Fasilitas Pengelolaan Sampah berbasis teknologi Refuse Derived Fuel (RDF) milik Pemerintah Provinsi DKI Jakarta di Rorotan, Jakarta Utara, kembali menuai sorotan. Proyek besar senilai hampir Rp1,2 triliun yang dibangun sejak 2023 dan rampung pada akhir 2024 itu kini tengah dipertanyakan efektivitas serta transparansinya, setelah dua kali uji coba pengoperasian justru memicu keluhan warga sekitar.
Anggota DPRD DKI Jakarta Fraksi Gerindra, Ali Lubis, SH, MH, menyampaikan keprihatinannya terhadap kondisi RDF Rorotan yang seharusnya menjadi solusi pengelolaan sampah modern, namun justru menimbulkan persoalan lingkungan.
“Kalau anggarannya hampir Rp1,2 triliun dan berasal dari APBD — uang rakyat — maka secara logika dari proses kajian, perencanaan, dan analisis dampak lingkungan seperti bau, proses pengangkutan, serta pengelolaan sampahnya seharusnya sudah clear atau tidak bermasalah,” ujar Ali Lubis, Kamis (6/11/2025).
Namun, lanjutnya, fakta di lapangan justru berbanding terbalik. Dalam dua kali uji coba, fasilitas tersebut memunculkan dampak lingkungan yang memicu protes masyarakat. Berdasarkan laporan sejumlah media, puluhan anak-anak mengalami infeksi saluran pernapasan akut (ISPA) dan bau busuk dari fasilitas tersebut menyebar hingga ke permukiman warga.
Ali Lubis juga menyoroti ketiadaan keterbukaan terkait Analisis Mengenai Dampak Lingkungan (Amdal) dari proyek ini. Menurutnya, masyarakat hingga kini belum pernah diperlihatkan dokumen Amdal tersebut, padahal hal itu menjadi syarat utama sebelum fasilitas beroperasi.

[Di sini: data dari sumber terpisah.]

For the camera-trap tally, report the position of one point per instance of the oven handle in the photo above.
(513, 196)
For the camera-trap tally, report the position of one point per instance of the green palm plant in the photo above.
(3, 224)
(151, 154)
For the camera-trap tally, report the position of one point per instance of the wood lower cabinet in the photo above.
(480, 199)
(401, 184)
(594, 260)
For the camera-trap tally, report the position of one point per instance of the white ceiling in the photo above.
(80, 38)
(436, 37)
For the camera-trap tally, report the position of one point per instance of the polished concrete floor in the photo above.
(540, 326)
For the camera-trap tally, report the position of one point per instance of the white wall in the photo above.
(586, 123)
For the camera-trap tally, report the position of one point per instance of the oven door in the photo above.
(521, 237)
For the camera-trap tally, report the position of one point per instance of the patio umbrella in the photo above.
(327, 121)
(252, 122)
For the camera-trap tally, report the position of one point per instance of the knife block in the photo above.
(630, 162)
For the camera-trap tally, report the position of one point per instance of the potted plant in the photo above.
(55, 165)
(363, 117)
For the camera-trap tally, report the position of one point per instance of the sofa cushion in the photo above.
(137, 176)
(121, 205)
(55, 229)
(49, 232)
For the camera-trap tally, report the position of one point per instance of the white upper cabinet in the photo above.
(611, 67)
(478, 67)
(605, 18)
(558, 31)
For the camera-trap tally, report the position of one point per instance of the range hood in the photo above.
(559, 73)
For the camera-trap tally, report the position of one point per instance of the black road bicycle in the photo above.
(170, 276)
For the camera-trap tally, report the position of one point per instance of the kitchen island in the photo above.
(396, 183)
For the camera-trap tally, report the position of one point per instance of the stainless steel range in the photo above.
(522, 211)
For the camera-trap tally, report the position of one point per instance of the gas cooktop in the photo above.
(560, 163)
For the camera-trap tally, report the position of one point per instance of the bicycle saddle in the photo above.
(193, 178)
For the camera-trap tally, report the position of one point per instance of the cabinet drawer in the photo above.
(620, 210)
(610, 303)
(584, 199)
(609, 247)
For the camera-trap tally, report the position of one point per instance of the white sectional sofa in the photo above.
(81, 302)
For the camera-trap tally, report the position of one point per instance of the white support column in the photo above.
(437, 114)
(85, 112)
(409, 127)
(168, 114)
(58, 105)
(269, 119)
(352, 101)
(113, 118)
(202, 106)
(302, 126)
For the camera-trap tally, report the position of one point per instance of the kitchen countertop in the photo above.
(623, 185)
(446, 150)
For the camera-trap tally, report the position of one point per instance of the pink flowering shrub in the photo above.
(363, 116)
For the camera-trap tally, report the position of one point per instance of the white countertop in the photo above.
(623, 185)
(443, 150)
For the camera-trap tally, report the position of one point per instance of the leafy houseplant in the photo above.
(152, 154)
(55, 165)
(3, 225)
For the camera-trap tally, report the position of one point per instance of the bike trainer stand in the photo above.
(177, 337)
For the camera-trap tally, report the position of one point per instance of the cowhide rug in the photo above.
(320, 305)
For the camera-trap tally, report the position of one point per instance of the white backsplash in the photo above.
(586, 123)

“Ada warga yang mempertanyakan Amdalnya kepada Dinas Lingkungan Hidup, tetapi belum pernah diperlihatkan. Masyarakat mulai menilai ada aturan yang dilanggar dalam proses pembangunannya,” tegas Ali.

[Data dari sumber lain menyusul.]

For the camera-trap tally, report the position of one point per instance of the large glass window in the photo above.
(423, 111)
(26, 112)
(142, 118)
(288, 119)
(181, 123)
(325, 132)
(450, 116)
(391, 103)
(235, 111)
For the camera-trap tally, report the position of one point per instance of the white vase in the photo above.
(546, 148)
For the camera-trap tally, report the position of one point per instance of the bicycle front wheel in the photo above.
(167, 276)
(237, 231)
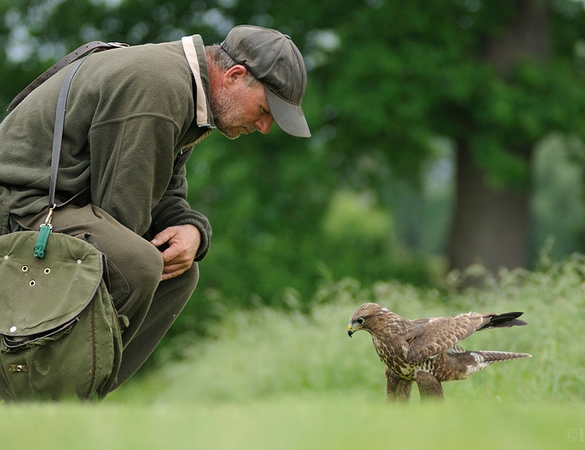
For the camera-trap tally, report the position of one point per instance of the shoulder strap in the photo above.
(58, 130)
(90, 47)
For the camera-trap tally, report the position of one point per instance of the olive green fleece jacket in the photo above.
(129, 130)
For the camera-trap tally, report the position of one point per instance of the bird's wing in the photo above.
(429, 337)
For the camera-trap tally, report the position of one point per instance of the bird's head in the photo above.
(365, 318)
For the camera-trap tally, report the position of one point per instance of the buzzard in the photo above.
(425, 350)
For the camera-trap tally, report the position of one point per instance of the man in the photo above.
(133, 116)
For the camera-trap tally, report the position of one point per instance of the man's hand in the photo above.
(183, 242)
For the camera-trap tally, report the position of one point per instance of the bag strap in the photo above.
(94, 46)
(46, 227)
(58, 130)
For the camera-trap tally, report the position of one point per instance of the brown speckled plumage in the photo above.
(425, 351)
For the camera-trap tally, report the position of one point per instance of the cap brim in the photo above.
(289, 117)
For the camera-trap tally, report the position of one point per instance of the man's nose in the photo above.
(264, 123)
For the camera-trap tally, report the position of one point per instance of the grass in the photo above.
(274, 380)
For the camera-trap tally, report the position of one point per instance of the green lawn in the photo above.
(274, 380)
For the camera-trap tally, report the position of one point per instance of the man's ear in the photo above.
(234, 74)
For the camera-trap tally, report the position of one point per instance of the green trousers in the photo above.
(134, 269)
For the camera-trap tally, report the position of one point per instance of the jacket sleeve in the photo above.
(173, 209)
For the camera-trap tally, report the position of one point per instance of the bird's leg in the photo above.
(397, 389)
(429, 386)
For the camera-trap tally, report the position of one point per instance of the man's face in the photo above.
(239, 108)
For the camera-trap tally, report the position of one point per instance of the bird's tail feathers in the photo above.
(490, 356)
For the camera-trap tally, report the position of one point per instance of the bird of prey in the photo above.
(425, 351)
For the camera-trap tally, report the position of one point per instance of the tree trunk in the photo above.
(491, 226)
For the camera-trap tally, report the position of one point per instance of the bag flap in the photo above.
(38, 295)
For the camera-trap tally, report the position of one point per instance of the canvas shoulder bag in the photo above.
(59, 331)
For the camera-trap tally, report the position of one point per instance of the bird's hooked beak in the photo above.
(351, 330)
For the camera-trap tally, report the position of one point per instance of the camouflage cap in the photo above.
(274, 60)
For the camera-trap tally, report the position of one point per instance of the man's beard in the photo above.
(226, 112)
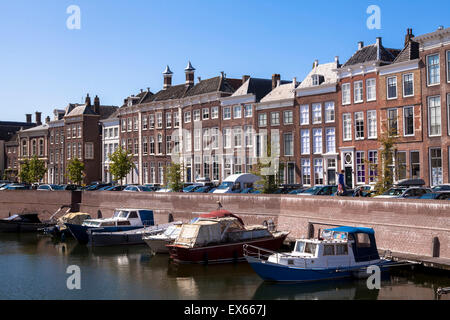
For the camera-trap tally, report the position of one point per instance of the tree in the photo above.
(174, 177)
(75, 170)
(385, 168)
(121, 163)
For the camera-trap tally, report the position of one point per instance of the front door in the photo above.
(348, 177)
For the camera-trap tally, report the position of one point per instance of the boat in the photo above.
(25, 222)
(340, 252)
(218, 237)
(158, 242)
(122, 220)
(99, 237)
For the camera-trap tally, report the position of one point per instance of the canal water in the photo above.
(34, 267)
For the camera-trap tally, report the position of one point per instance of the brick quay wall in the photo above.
(405, 226)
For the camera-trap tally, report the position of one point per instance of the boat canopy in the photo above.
(364, 245)
(221, 214)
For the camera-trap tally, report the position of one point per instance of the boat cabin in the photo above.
(123, 217)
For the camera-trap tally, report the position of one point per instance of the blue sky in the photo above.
(124, 46)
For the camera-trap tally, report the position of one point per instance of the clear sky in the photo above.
(124, 46)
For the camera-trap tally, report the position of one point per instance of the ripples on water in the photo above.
(34, 267)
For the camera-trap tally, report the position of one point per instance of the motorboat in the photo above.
(100, 237)
(158, 242)
(219, 237)
(24, 222)
(122, 220)
(340, 252)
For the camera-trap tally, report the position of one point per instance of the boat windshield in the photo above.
(120, 214)
(225, 185)
(305, 247)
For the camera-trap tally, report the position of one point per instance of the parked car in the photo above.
(436, 196)
(50, 187)
(137, 189)
(319, 191)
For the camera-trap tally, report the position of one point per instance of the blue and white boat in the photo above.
(122, 220)
(341, 252)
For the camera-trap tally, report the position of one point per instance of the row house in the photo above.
(434, 54)
(317, 130)
(401, 110)
(359, 110)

Kondisi ini, kata Ali, berpotensi menimbulkan kecurigaan publik bahwa proyek RDF Rorotan tidak dijalankan dengan transparan. Ia bahkan menilai, dengan nilai anggaran yang besar dan masalah yang muncul, tidak menutup kemungkinan terdapat dugaan mark-up atau praktik korupsi di dalamnya.
Sebagai langkah antisipatif, Ali Lubis mendesak Dinas Lingkungan Hidup (DLH) DKI Jakarta untuk memberikan penjelasan terbuka dan detail kepada publik mengenai permasalahan RDF Rorotan, termasuk proses kajian dan hasil uji coba pengoperasian.
“Demi menghindari kecurigaan publik, DLH sebaiknya menjelaskan secara rinci terkait masalah ini. Sebab hal ini bisa berdampak buruk terhadap citra kepemimpinan Gubernur Jakarta yang baru dan tentu saja merugikan masyarakat secara umum,” ujarnya.
Fasilitas RDF Rorotan dibangun di atas lahan seluas 7,8 hektare dan diklaim sebagai fasilitas pengelolaan sampah terbesar di dunia dengan kapasitas olahan hingga 2.500 ton per hari. RDF sendiri dirancang untuk mengubah sampah menjadi bahan bakar alternatif bagi industri semen dan energi, sehingga diharapkan mampu mengurangi ketergantungan Jakarta terhadap Tempat Pengolahan Sampah Terpadu (TPST) Bantargebang.
Namun, jika permasalahan lingkungan, sosial, dan administrasi tidak segera diselesaikan, proyek ambisius tersebut dikhawatirkan justru menjadi beban baru bagi Pemprov DKI Jakarta.
Ali Lubis menegaskan, pihak DPRD akan terus mengawasi jalannya proyek dan pengelolaannya agar penggunaan uang rakyat benar-benar bermanfaat dan tidak diselewengkan.
“Kita mendukung inovasi dan modernisasi pengelolaan sampah. Tapi jangan sampai nama besar RDF Rorotan justru tercoreng karena dugaan pelanggaran prosedur dan korupsi. Uang rakyat harus dipertanggungjawabkan,” tutupnya.